This morning I took a couple more images of the sun to verify exposure conditions and then thought about Venus, unseen in the glare of the Sun, racing towards her date. But is she really unseen?
I checked planetarium software and it shows Venus is currently about 5 degrees away from the Sun. The field of view of my camera with 200mm and 2x telextender is about half that in the long direction so in theory the Sun should be outside the field. Could a picture be had?
Keeping the solar filter on ... I slewed to the position of Venus and verified that no part of the Sun was visible in the frame. Then off with the filter and took an exposure series all the way to 1/4000 which is the limit of the T2i. Focus was kept the same as when I was imaging the Sun so if Venus was in the frame I should see it. In the glare of daytime I couldn't see anything on the camera back but once inside I could see Venus quite clearly in the fast exposure frames.
Three days before "new" Venus |
Since we are only 3 days before transit when Venus will be directly between Earth and Sun only a slight sliver of a crescent is visible. Pretty neat!
Tomorrow, exactly 24hrs after this image Venus will be 3.75 degrees from the Sun. The apparent motion is now about 1.75 deg/day (about 3.5 moon diameters). With care it might be possible to get another picture tomorrow morning. After that it will be too close and lost in the glare of the Sun ... at least for my gear. Still it is pretty neat to see her one last time before she reappears against the disk of the Sun on Tuesday afternoon.

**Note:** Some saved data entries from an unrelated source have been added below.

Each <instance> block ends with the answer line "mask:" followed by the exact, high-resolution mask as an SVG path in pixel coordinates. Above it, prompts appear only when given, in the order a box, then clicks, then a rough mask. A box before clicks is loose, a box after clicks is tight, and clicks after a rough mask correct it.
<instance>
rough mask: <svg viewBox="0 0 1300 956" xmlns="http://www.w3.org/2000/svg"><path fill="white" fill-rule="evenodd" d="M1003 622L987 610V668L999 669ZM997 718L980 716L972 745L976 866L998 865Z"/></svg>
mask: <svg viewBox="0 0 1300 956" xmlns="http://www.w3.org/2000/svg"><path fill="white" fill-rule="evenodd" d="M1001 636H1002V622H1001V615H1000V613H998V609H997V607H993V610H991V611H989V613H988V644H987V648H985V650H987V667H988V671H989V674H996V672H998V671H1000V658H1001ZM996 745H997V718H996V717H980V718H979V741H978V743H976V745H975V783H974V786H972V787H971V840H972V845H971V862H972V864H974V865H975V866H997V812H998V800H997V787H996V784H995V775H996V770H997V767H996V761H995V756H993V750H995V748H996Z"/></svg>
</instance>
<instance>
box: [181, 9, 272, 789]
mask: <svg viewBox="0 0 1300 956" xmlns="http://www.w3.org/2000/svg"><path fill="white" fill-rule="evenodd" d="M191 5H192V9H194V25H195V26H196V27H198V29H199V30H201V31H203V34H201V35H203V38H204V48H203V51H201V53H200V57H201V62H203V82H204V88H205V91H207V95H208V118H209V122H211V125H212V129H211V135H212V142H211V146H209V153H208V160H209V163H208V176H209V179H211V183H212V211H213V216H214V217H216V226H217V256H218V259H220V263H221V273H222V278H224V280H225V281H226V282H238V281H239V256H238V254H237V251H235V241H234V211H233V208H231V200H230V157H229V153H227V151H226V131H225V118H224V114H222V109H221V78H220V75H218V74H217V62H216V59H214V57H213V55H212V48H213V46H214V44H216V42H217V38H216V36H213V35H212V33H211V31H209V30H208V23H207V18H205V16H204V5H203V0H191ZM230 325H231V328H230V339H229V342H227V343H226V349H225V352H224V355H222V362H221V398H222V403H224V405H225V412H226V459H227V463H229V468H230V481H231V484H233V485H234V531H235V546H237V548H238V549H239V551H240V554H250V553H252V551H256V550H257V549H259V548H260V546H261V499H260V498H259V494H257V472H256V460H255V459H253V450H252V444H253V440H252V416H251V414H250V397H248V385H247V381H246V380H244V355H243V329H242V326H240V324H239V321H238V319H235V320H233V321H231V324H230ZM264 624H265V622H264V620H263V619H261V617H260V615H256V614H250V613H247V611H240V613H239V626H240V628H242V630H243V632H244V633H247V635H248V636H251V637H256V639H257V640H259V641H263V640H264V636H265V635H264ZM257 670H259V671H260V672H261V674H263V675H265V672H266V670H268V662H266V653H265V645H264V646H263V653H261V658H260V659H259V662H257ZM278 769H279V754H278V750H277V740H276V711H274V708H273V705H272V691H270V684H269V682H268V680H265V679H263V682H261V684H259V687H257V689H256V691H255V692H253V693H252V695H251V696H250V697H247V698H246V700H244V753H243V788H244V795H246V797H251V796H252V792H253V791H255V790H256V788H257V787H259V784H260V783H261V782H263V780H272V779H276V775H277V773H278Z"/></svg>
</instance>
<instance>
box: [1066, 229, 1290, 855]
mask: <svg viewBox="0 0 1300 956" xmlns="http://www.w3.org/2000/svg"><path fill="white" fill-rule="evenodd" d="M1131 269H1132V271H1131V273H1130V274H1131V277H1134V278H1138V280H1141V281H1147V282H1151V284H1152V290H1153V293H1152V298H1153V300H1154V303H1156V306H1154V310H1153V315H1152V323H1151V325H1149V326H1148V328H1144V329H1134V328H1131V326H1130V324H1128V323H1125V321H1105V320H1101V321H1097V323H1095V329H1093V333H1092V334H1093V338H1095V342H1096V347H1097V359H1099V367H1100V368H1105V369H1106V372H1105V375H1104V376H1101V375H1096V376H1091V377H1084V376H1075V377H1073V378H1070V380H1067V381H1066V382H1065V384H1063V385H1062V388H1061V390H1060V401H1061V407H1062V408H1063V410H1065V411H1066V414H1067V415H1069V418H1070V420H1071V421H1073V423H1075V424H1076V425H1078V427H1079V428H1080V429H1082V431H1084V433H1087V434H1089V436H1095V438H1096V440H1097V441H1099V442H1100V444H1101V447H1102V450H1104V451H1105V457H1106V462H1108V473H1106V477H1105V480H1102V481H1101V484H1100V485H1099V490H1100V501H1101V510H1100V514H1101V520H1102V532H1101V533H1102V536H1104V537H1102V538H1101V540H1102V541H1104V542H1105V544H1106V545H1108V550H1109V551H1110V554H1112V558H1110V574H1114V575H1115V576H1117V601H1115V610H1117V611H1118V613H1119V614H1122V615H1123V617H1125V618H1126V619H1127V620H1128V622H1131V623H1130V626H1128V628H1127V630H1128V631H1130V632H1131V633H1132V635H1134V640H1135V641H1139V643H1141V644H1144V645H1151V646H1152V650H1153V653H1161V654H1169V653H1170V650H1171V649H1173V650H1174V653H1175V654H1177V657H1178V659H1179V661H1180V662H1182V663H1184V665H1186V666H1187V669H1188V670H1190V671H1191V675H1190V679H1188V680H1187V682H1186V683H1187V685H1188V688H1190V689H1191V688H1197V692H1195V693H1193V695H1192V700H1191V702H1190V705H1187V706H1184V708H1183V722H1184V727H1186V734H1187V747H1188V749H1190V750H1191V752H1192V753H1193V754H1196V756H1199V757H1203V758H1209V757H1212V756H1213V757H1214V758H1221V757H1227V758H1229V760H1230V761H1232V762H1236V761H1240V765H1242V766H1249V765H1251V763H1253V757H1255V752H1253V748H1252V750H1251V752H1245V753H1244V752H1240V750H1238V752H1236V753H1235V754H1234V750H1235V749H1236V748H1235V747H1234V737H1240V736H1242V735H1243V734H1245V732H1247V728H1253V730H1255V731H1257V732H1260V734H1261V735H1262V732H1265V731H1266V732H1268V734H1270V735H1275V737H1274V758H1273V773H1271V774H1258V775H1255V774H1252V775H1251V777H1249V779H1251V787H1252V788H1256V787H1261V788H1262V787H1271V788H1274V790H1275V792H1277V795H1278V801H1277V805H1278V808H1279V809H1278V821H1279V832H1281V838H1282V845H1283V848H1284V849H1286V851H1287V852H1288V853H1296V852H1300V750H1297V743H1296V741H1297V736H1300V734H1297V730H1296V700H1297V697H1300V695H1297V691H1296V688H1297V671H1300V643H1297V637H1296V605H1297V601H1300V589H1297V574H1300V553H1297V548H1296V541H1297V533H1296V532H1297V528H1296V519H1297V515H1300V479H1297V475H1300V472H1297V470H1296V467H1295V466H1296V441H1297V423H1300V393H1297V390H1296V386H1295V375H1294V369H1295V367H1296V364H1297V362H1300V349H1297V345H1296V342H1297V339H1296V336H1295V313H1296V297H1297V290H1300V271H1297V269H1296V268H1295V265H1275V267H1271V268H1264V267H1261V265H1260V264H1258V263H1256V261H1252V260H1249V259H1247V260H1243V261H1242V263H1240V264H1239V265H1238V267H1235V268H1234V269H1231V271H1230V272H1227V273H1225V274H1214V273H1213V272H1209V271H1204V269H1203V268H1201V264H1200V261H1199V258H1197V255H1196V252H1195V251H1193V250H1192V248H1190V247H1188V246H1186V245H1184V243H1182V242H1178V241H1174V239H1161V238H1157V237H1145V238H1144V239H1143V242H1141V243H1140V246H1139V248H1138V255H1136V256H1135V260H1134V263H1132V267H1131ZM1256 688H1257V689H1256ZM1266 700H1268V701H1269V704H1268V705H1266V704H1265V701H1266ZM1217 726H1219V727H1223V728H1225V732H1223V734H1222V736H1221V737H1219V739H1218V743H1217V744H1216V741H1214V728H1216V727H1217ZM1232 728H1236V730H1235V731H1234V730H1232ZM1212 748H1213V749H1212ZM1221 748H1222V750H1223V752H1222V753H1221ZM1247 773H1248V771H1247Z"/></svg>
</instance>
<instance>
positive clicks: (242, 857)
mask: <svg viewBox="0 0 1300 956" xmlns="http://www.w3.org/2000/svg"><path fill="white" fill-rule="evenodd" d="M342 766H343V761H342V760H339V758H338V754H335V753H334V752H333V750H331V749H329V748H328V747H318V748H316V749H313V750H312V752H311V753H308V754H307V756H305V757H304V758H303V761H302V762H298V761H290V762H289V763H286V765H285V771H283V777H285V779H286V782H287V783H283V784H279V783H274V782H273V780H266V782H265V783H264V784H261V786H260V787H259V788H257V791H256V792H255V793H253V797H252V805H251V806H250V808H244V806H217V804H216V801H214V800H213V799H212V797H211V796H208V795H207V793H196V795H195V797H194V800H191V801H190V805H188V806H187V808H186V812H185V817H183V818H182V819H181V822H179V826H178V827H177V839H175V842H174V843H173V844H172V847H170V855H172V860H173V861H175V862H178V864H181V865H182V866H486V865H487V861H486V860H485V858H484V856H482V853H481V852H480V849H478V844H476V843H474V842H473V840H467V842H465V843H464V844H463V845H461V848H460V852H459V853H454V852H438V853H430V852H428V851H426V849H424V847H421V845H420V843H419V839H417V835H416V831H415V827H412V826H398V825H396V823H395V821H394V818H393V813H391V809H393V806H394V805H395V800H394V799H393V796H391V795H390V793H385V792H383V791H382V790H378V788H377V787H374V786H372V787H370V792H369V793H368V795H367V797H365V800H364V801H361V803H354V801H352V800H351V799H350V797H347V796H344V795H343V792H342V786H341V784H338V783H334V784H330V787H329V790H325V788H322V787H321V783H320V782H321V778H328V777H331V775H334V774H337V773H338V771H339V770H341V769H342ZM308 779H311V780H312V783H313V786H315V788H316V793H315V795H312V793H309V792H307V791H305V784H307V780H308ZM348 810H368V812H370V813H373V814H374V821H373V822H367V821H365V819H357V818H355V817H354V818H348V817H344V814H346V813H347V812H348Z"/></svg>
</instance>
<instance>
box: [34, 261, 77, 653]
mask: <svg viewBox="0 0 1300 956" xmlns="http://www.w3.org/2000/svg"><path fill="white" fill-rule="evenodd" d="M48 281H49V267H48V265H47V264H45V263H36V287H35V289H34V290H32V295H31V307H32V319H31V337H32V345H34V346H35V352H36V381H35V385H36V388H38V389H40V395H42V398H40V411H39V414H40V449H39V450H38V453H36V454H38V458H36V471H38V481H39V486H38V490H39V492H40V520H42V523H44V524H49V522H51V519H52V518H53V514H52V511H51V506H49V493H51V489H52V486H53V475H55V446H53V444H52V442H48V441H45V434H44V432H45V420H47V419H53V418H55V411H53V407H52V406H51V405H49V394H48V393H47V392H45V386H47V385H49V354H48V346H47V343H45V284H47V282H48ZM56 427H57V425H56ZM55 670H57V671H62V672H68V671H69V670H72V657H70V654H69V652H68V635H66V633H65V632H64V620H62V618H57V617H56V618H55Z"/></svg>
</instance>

Taken in my backyard in San Jose, CA Jun 2, 2012 10:30am PST
Canon T2i (stock), Canon EF 200mm f/2.8L + Extender EF 2X III @ f8
AP900 mount
1/2500 sec exposure @ ISO100
post-processed in Lightroom 4
Taken in my backyard in San Jose, CA Jun 2, 2012 10:30am PST
Canon T2i (stock), Canon EF 200mm f/2.8L + Extender EF 2X III @ f8
AP900 mount
1/2500 sec exposure @ ISO100
post-processed in Lightroom 4
Cool! It was worth a shot and it turned out. Good thinking.